He [or the person] to do me this service was born a Frenchman, who had been a soldier at Terceira, upon whom it pressed heavily to see such injury done me.
When the boy was about to turn back, he told me to continue travelling straight towards some mountains that appeared to be about six leagues off, behind which there were good lands belonging to an important savage very friendly to the King of Spain; and that he gave shelter to, and treated well, all the Spaniards who went to him; and that he had in his village more than eighty of those from the ships who reached there naked.
At this news I took some courage; and with my stick in hand, I began to walk as best I could, making for the direction of the mountains [or for the north of the mountains], as the boy had told me.[[26]]
That night I reached some huts, where they did not do me harm, because there was in them one who knew Latin; and in the necessity of the circumstances, our Lord was pleased that we should understand one another, talking Latin. I narrated to them my hardships.

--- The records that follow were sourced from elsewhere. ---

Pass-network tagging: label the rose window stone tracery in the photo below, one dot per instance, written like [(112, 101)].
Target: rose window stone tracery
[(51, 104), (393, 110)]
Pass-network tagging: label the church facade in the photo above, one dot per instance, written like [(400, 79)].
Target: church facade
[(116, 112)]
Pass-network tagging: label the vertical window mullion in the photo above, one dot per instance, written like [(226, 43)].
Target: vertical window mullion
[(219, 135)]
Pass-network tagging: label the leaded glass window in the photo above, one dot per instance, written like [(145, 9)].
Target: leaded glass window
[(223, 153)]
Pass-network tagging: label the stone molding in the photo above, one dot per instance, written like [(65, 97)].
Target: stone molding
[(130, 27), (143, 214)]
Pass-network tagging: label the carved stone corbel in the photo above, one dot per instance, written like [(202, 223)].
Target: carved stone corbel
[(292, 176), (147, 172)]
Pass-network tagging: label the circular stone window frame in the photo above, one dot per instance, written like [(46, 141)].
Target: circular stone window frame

The Latin-speaking man sheltered me in his hut that night: he dressed my wound, gave me supper, and a place where I might sleep upon some straw. In the middle of the night his father arrived and his brothers, loaded with plunder and our things, and it did not displease the old man that I had been sheltered in his house and well treated.
In the morning they gave me a horse and a boy to convey me over a mile of bad road that there was, with mud up to the girths. Having passed it by the distance of the shot of a cross-bow, we heard a very great noise, and the boy said to me, by signs, "Save yourself, Spain" (for so they call us); "many Sassana horsemen are coming this way, and they will make bits of thee if thou doest not hide thyself: come this way quickly." They call the English "Sassanas." He took me away to hide in some rugged places among the rocks, where we were very well concealed. They would be about one hundred and fifty horsemen going back to the coast to plunder as many Spaniards as they found.
God delivered me from them; and, proceeding on our way, there fell in with me more than forty savages on foot, and they wished to make little pieces of me because they were all Lutherans. They did not do it, as the boy, who came with me, told them that his master had taken me prisoner, and he had me in custody, and had sent me on that horse to be cured. With all this, it did not suffice to obtain permission for me to pass in peace; for two of those robbers came up to me and gave me six blows of a stick, which bruised my shoulders and arms, and they stripped me of everything that I wore, so as to leave me as naked as when I was born. I speak the truth, by the holy baptism which I received. And seeing myself in this condition, I gave many thanks to God, beseeching of His Divine Majesty that He would fulfil His will on me, as that was what I desired.
The boy of the savage wished to return to his hut with his horse, weeping to see how I was left, stripped naked, so badly treated, and so cold.
I begged of God, very earnestly, that He would transport me to where I should die confessed and in His grace. I took some courage, being in the greatest extremity of misfortune that man ever saw, and with some bracken leaves and a small piece of old matting which I wrapped around my body, I protected myself from the cold as best I could.
I continued travelling, little by little, towards the place that had been pointed out to me, searching for the territory of the chief who had protected the Spaniards; and, reaching the mountain range that they gave me for direction, I met with a lake, around which there were about thirty huts, all forsaken and unoccupied, and there I wished to pass the night.